Praveen has over 15 years of experience primarily in the ‘Digital’ space. The initial part of his career was all about managing large eComm operations for Fortune100 clients. Then, he moved into digital marketing space managing large scale global digital marketing operations for leading brands. In this journey, he soon realized data and analytics will disrupt the traditional reporting world thus pushing the industry to adopt data/analytics. Around 6 years ago, he decided to get deeper into analytics and eventually made it to where he is today. Currently leading, Digital Analytics and Insights delivery at Course5 Intelligence.
What was the first data set you remember working with? What did you do with it?

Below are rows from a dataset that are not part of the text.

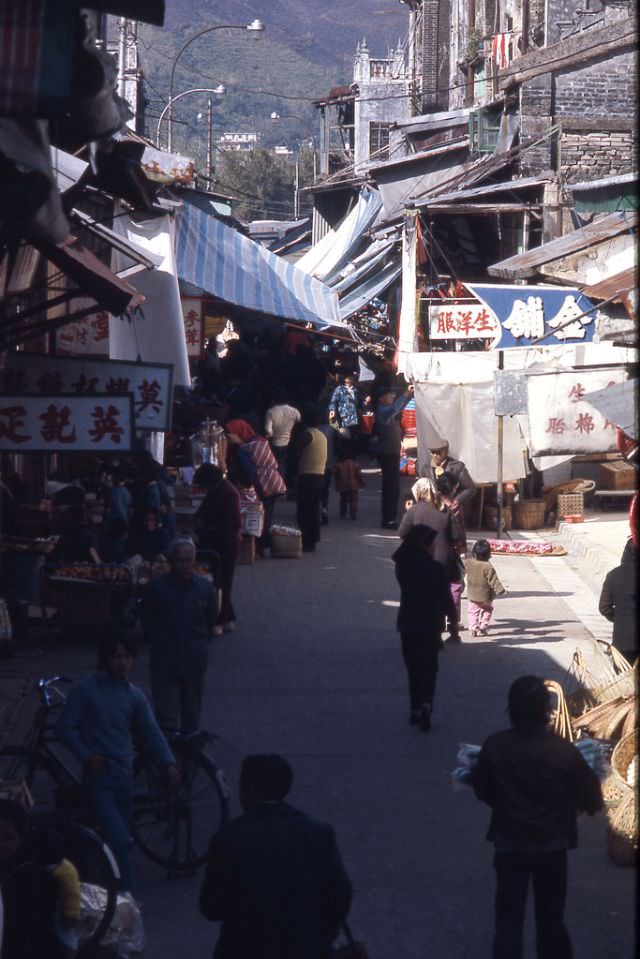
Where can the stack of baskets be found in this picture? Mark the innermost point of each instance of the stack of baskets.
(605, 707)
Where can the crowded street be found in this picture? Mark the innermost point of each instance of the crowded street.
(314, 672)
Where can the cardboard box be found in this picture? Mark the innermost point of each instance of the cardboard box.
(618, 475)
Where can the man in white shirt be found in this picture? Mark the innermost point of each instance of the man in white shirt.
(278, 425)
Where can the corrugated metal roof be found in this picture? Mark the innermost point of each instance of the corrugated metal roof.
(486, 190)
(616, 286)
(526, 264)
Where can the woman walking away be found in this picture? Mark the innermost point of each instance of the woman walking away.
(483, 586)
(261, 470)
(425, 600)
(217, 524)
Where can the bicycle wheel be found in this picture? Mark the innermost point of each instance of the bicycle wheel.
(173, 825)
(97, 871)
(41, 776)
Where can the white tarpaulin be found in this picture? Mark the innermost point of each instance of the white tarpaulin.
(407, 339)
(619, 404)
(562, 420)
(155, 334)
(337, 247)
(464, 415)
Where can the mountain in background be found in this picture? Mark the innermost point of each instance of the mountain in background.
(306, 49)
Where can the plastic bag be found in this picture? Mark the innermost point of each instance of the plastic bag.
(467, 756)
(125, 935)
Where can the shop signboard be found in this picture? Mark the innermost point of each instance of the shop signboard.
(527, 313)
(192, 314)
(561, 418)
(463, 321)
(63, 422)
(87, 336)
(151, 386)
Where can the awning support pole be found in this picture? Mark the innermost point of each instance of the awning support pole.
(500, 456)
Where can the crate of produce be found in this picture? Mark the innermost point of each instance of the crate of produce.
(286, 542)
(528, 514)
(618, 474)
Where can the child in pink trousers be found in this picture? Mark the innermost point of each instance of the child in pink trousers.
(483, 586)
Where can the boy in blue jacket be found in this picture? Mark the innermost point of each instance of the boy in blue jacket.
(99, 722)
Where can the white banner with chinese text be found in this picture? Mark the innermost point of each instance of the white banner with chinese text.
(463, 321)
(561, 420)
(151, 386)
(192, 314)
(63, 423)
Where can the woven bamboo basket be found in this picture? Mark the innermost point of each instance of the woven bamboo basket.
(622, 832)
(528, 514)
(570, 504)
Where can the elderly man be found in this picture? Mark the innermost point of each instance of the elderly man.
(464, 489)
(178, 617)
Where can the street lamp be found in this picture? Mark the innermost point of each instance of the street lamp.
(275, 116)
(218, 91)
(256, 27)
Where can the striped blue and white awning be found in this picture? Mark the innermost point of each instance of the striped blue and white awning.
(233, 268)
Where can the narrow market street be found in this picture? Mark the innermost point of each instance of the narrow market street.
(314, 672)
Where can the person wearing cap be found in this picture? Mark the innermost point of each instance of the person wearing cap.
(389, 436)
(464, 489)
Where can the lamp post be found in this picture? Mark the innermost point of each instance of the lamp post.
(275, 116)
(218, 91)
(256, 27)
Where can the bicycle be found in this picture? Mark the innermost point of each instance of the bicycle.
(173, 824)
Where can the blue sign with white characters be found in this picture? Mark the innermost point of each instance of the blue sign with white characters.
(528, 312)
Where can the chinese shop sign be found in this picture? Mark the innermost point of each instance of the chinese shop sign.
(561, 420)
(88, 336)
(462, 321)
(150, 386)
(526, 313)
(58, 423)
(192, 314)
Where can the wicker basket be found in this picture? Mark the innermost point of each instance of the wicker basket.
(622, 832)
(286, 546)
(528, 514)
(570, 504)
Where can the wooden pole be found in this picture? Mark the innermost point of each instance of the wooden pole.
(500, 456)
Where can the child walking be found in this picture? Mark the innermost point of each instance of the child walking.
(349, 480)
(483, 586)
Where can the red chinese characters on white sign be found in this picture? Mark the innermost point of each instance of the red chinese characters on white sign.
(59, 422)
(462, 321)
(192, 314)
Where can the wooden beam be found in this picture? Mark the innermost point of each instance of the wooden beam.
(621, 35)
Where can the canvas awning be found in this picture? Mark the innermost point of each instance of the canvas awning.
(336, 248)
(527, 264)
(358, 297)
(237, 270)
(619, 403)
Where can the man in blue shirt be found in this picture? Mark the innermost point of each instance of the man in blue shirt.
(101, 718)
(178, 617)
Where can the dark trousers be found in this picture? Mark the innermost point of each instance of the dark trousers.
(309, 494)
(390, 466)
(177, 702)
(548, 873)
(349, 502)
(420, 653)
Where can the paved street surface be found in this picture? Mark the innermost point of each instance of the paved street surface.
(314, 671)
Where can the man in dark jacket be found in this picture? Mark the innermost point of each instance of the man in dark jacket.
(389, 439)
(536, 783)
(618, 601)
(425, 601)
(274, 876)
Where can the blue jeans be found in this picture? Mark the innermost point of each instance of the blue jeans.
(111, 797)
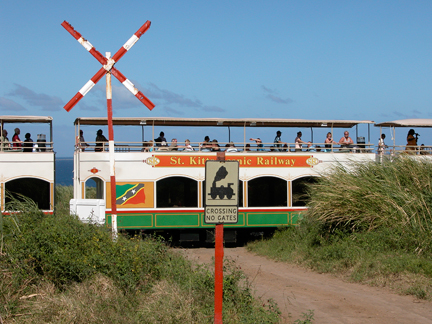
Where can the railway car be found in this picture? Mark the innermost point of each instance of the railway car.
(27, 169)
(161, 187)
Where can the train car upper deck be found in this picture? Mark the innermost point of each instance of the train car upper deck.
(273, 176)
(27, 165)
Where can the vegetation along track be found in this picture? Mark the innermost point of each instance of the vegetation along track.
(297, 290)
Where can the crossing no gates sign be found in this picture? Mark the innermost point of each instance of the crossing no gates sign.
(221, 192)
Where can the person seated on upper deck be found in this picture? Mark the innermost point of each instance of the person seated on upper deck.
(100, 138)
(231, 147)
(298, 142)
(160, 139)
(206, 146)
(311, 147)
(28, 143)
(381, 144)
(346, 141)
(260, 146)
(16, 141)
(81, 141)
(5, 141)
(328, 142)
(215, 146)
(173, 145)
(412, 138)
(423, 150)
(188, 147)
(278, 140)
(147, 146)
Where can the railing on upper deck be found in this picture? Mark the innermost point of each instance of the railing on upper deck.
(394, 150)
(27, 147)
(227, 147)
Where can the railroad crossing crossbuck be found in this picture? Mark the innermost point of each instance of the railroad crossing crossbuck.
(108, 66)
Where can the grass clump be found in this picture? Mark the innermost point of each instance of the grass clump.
(369, 222)
(55, 269)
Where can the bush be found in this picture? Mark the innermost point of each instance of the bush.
(56, 269)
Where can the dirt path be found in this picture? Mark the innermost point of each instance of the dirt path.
(297, 290)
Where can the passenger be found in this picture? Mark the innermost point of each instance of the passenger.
(5, 141)
(215, 146)
(147, 146)
(412, 138)
(100, 138)
(160, 139)
(173, 145)
(381, 144)
(311, 147)
(328, 142)
(298, 142)
(231, 147)
(278, 141)
(82, 142)
(206, 146)
(260, 146)
(28, 143)
(188, 147)
(346, 141)
(16, 141)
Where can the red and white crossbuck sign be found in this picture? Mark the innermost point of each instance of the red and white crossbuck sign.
(108, 69)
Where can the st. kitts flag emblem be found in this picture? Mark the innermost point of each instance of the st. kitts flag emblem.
(130, 194)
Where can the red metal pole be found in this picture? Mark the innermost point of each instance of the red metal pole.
(219, 253)
(111, 154)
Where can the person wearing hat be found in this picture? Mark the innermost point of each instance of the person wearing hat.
(28, 143)
(278, 140)
(260, 146)
(161, 139)
(298, 142)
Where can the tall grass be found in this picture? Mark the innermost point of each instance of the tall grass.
(55, 269)
(366, 196)
(370, 222)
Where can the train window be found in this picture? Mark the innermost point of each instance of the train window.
(94, 188)
(36, 189)
(176, 192)
(240, 192)
(267, 192)
(300, 196)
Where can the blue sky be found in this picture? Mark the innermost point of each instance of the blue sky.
(270, 59)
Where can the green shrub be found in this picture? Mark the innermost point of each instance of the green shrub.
(68, 271)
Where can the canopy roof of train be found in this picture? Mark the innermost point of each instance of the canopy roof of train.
(239, 122)
(416, 122)
(25, 119)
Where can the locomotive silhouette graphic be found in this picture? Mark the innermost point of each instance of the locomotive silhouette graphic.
(221, 191)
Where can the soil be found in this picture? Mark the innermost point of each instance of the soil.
(332, 300)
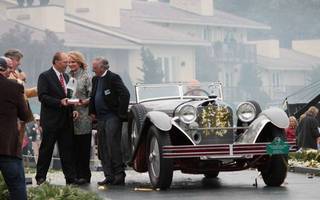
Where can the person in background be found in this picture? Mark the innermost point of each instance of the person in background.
(308, 132)
(82, 125)
(12, 108)
(109, 104)
(15, 56)
(291, 130)
(34, 132)
(56, 120)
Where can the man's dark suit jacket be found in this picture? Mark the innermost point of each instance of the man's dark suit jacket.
(53, 115)
(12, 107)
(117, 97)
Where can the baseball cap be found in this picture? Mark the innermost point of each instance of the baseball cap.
(3, 64)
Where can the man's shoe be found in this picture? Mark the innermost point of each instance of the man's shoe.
(40, 181)
(106, 181)
(119, 179)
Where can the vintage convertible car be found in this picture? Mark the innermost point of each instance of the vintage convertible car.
(188, 127)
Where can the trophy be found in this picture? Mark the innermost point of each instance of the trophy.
(71, 91)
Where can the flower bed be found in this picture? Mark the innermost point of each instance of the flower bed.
(305, 159)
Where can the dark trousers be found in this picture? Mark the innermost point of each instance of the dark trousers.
(82, 145)
(109, 146)
(13, 174)
(64, 137)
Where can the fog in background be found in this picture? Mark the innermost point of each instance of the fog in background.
(265, 71)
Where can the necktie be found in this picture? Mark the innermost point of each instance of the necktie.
(62, 83)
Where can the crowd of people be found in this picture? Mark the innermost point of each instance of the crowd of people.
(71, 101)
(306, 130)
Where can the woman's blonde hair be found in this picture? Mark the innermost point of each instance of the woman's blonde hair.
(79, 58)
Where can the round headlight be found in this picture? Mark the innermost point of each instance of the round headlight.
(246, 111)
(188, 114)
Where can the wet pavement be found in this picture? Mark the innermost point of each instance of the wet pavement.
(229, 185)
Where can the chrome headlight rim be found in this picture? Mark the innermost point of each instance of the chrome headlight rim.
(243, 109)
(187, 114)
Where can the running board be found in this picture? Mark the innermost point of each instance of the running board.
(220, 150)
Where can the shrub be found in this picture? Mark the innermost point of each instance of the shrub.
(50, 192)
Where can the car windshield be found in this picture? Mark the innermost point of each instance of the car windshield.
(146, 92)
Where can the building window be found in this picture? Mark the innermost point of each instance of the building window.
(207, 33)
(275, 79)
(228, 79)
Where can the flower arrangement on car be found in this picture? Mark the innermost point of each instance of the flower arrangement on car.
(214, 116)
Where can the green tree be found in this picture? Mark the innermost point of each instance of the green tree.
(151, 68)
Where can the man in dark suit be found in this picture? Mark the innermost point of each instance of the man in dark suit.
(56, 120)
(12, 107)
(109, 105)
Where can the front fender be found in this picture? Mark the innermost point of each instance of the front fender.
(276, 116)
(160, 119)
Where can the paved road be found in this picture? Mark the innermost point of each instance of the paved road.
(229, 185)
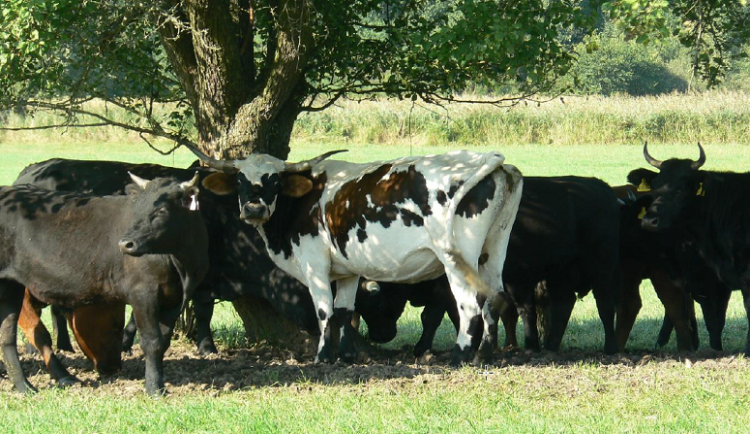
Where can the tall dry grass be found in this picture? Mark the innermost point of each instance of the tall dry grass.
(711, 117)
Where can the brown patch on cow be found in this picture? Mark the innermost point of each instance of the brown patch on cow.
(295, 217)
(350, 207)
(220, 183)
(98, 331)
(295, 185)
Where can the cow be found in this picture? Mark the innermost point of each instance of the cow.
(98, 329)
(709, 209)
(404, 220)
(565, 237)
(646, 255)
(239, 265)
(148, 249)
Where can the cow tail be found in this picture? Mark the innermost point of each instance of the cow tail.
(491, 163)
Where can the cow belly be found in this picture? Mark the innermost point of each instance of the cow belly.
(396, 253)
(416, 267)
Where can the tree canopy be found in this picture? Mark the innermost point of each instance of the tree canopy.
(241, 71)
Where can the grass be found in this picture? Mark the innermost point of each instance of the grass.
(579, 396)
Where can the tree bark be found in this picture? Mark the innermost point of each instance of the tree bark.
(263, 323)
(241, 107)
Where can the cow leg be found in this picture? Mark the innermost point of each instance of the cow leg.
(714, 314)
(665, 332)
(509, 317)
(469, 313)
(561, 303)
(432, 316)
(630, 304)
(523, 297)
(128, 335)
(60, 328)
(746, 301)
(204, 311)
(155, 328)
(11, 301)
(98, 330)
(38, 336)
(343, 308)
(675, 303)
(320, 291)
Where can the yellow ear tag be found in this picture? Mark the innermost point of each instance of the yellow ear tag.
(700, 191)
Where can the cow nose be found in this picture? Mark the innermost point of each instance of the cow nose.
(253, 211)
(650, 222)
(127, 247)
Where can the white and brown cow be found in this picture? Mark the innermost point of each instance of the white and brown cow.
(404, 220)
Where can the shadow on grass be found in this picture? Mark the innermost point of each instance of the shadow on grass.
(265, 366)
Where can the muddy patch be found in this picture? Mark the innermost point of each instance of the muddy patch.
(188, 373)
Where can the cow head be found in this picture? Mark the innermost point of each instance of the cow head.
(673, 188)
(163, 208)
(258, 180)
(381, 306)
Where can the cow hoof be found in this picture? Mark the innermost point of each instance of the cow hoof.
(611, 349)
(485, 354)
(207, 349)
(459, 356)
(25, 387)
(420, 351)
(68, 381)
(348, 358)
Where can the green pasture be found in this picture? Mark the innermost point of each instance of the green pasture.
(661, 395)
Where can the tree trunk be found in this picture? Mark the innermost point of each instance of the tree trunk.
(242, 107)
(263, 323)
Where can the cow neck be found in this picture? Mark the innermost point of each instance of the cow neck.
(293, 218)
(719, 220)
(191, 259)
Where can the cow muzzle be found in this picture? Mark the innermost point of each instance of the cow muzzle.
(129, 246)
(254, 213)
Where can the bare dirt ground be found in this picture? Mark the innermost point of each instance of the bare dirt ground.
(188, 373)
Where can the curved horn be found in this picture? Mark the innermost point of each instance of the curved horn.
(140, 182)
(308, 164)
(651, 160)
(192, 183)
(371, 286)
(222, 165)
(701, 159)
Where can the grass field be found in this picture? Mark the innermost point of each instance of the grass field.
(641, 391)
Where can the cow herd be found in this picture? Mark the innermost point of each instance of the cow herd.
(461, 233)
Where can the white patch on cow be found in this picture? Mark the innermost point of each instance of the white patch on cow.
(194, 205)
(447, 242)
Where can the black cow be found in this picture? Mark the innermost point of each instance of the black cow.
(239, 263)
(566, 233)
(148, 249)
(709, 209)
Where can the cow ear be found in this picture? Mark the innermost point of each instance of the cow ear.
(295, 185)
(220, 183)
(642, 178)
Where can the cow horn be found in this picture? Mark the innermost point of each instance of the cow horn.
(651, 160)
(308, 164)
(140, 182)
(701, 159)
(226, 166)
(631, 196)
(192, 183)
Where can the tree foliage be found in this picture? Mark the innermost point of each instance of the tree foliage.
(715, 30)
(242, 70)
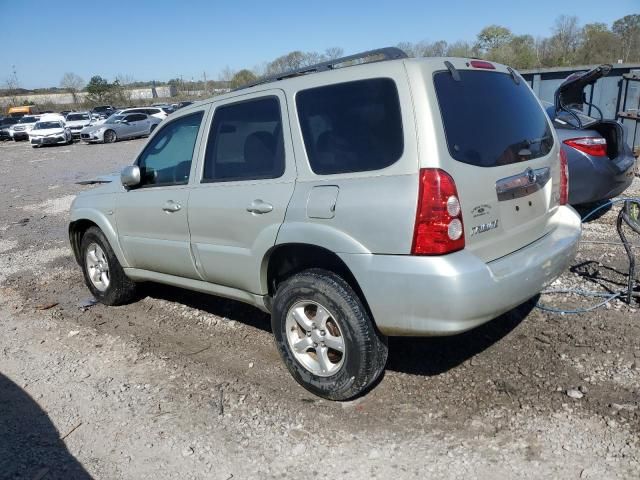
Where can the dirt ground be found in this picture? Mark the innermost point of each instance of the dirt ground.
(183, 385)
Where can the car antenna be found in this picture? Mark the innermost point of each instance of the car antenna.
(454, 73)
(514, 75)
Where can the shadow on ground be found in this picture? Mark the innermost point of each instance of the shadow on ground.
(414, 355)
(219, 306)
(30, 445)
(435, 355)
(593, 211)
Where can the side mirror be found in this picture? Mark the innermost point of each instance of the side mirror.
(130, 176)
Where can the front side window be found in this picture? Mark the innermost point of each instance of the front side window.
(245, 142)
(351, 127)
(166, 160)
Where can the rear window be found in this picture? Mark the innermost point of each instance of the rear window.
(351, 127)
(489, 120)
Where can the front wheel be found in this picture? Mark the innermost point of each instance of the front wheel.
(110, 136)
(325, 335)
(103, 273)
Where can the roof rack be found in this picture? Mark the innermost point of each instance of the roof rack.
(371, 56)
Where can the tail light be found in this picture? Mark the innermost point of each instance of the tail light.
(439, 228)
(564, 179)
(594, 146)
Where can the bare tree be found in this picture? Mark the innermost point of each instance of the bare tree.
(332, 53)
(72, 83)
(566, 39)
(13, 86)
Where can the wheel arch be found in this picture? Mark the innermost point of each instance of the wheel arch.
(84, 219)
(286, 260)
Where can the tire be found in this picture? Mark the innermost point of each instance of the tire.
(109, 136)
(96, 254)
(345, 322)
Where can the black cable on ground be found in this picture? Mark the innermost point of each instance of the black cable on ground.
(608, 297)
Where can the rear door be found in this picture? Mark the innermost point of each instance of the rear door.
(247, 175)
(502, 153)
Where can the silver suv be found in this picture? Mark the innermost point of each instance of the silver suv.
(371, 196)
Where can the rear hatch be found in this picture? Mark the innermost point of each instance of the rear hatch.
(502, 155)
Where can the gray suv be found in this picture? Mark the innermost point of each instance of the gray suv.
(375, 195)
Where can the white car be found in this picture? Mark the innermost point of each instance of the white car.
(49, 132)
(20, 130)
(76, 121)
(119, 127)
(157, 112)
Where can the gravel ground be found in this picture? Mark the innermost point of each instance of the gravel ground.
(183, 385)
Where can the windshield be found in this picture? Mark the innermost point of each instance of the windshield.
(45, 125)
(114, 119)
(72, 117)
(491, 120)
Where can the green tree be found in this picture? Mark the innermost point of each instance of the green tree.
(72, 83)
(242, 78)
(98, 90)
(599, 44)
(628, 31)
(492, 37)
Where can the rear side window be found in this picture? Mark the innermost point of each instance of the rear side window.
(245, 142)
(489, 120)
(351, 127)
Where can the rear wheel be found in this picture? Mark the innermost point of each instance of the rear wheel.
(325, 335)
(103, 274)
(110, 136)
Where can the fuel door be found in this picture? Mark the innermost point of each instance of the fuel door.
(322, 201)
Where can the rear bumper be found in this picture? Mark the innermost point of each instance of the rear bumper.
(412, 295)
(48, 140)
(599, 178)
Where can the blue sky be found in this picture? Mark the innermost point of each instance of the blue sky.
(163, 39)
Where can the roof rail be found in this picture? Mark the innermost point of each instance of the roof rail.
(371, 56)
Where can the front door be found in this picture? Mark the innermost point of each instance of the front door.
(246, 179)
(152, 218)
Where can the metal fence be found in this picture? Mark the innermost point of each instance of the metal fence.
(610, 93)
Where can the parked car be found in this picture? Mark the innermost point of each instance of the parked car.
(20, 131)
(601, 164)
(5, 124)
(50, 132)
(102, 111)
(168, 109)
(156, 112)
(120, 127)
(351, 204)
(76, 121)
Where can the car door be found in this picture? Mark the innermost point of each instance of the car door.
(141, 124)
(127, 127)
(246, 177)
(152, 218)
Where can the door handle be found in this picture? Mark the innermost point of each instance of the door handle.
(171, 206)
(258, 207)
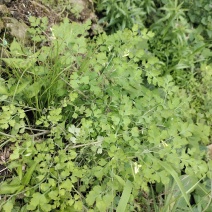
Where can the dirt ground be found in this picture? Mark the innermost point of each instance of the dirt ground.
(14, 22)
(14, 14)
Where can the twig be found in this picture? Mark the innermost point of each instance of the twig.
(82, 145)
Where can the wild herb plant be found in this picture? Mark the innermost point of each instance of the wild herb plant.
(109, 124)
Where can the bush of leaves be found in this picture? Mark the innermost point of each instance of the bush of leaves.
(91, 123)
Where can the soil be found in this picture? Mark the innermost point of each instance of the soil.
(14, 14)
(14, 22)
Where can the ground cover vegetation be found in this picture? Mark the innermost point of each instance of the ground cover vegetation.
(117, 121)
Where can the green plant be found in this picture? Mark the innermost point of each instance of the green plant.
(119, 15)
(108, 124)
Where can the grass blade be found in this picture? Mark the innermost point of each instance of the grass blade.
(124, 197)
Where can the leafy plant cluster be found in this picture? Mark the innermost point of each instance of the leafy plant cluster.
(107, 123)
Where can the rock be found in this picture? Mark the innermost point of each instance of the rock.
(17, 29)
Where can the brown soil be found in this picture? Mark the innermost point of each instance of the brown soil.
(14, 14)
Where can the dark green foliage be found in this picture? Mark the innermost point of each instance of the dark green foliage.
(111, 116)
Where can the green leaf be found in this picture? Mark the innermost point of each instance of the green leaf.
(125, 197)
(174, 174)
(9, 189)
(28, 175)
(8, 206)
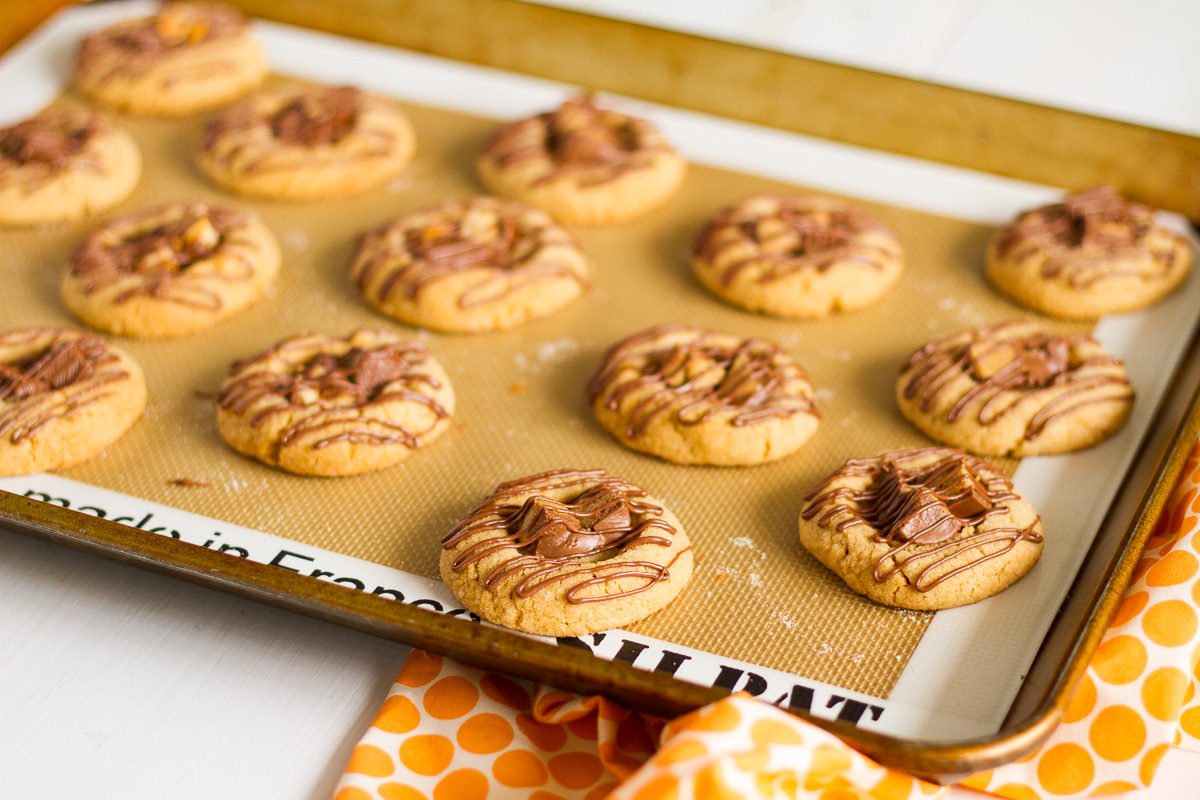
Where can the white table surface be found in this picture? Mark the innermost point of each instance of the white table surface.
(117, 683)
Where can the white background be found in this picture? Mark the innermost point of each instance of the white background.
(124, 684)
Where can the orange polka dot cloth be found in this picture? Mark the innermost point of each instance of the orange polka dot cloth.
(449, 732)
(1138, 697)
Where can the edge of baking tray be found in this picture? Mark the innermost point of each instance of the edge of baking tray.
(1063, 659)
(889, 113)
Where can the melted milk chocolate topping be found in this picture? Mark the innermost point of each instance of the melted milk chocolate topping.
(511, 246)
(52, 142)
(1085, 236)
(159, 254)
(1011, 367)
(53, 383)
(327, 394)
(175, 25)
(797, 235)
(319, 116)
(929, 515)
(577, 137)
(697, 377)
(550, 541)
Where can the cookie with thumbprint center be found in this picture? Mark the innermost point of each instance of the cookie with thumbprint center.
(187, 58)
(585, 164)
(169, 271)
(1015, 390)
(565, 553)
(925, 529)
(318, 404)
(307, 143)
(1093, 253)
(795, 256)
(65, 396)
(64, 163)
(695, 396)
(471, 265)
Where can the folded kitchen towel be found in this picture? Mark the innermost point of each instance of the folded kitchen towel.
(450, 732)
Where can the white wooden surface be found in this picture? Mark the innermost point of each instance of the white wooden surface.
(115, 683)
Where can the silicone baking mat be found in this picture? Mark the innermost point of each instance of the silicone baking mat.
(756, 595)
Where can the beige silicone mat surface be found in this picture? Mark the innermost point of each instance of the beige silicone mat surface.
(756, 595)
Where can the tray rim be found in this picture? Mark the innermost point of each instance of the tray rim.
(577, 671)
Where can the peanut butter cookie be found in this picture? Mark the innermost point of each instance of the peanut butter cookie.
(702, 397)
(322, 405)
(65, 395)
(796, 256)
(64, 163)
(187, 58)
(307, 143)
(169, 271)
(1015, 390)
(1092, 254)
(585, 164)
(927, 529)
(479, 264)
(567, 553)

Praveen Sathyadev: Interestingly, my first day at work post-MBA was to build a QBR (Quarterly Business Review) for our team running ecommerce store operations for a leading PC e-tailer. Bunch of excel sheets and emails to work on.
I built a decent presentation but I wish I had embarked on the analytics journey sooner as it could’ve made me look smarter that day. In reality, my first data set was a notebook where I had recorded pocket money paid by my father when I was 9 and to date have them. Have just managed to pay the interest off to him till date.
Was there a specific “aha” moment when you realized the power of data?
Praveen Sathyadev: Every time I look at any fresh data or data I’ve worked on, there is an ‘aha’ and an ‘ouch’ moment. Data can provide more than just information and insights. It also helps you learn a lot about your ability to process it.
How do you stay updated on the latest trends in Data Analytics? Which are the Data Analytics resources (i.e. blogs/websites/apps) you visit regularly?
Praveen Sathyadev: Biggest source are my teams. They teach me every day, helping me stay knowledgeable and humble. Other sources include Linkedin (if you keep the clutter away), DAA blogs and forums. I also strongly recommend webinars and articles collated by organizations like Digital Vidya.
Share the names of 3 people/publications/research that you follow in the field of Data Science or Big Data Analytics.
(i) Tuhin Chattopadhyay, a friend and a scholar. He has an interesting take on analytics in general & Subarna Roy, another interesting leader in this space.
(ii) Data Elixir – fantastic read
(iii) Analytics India Magazine
Team, Skills and Tools
Which are your favourite Data Analytics Tools that you use to perform in your job, and what are the other tools used widely in your team?
Praveen Sathyadev: This is a pretty wide-open question and I must say I’m agnostic. That said, there are a few good ones over others. Good old excels are good and so are the R/ Python + other tools out there. A smart analytics professional will have to familiarise across and not be stuck with one tool.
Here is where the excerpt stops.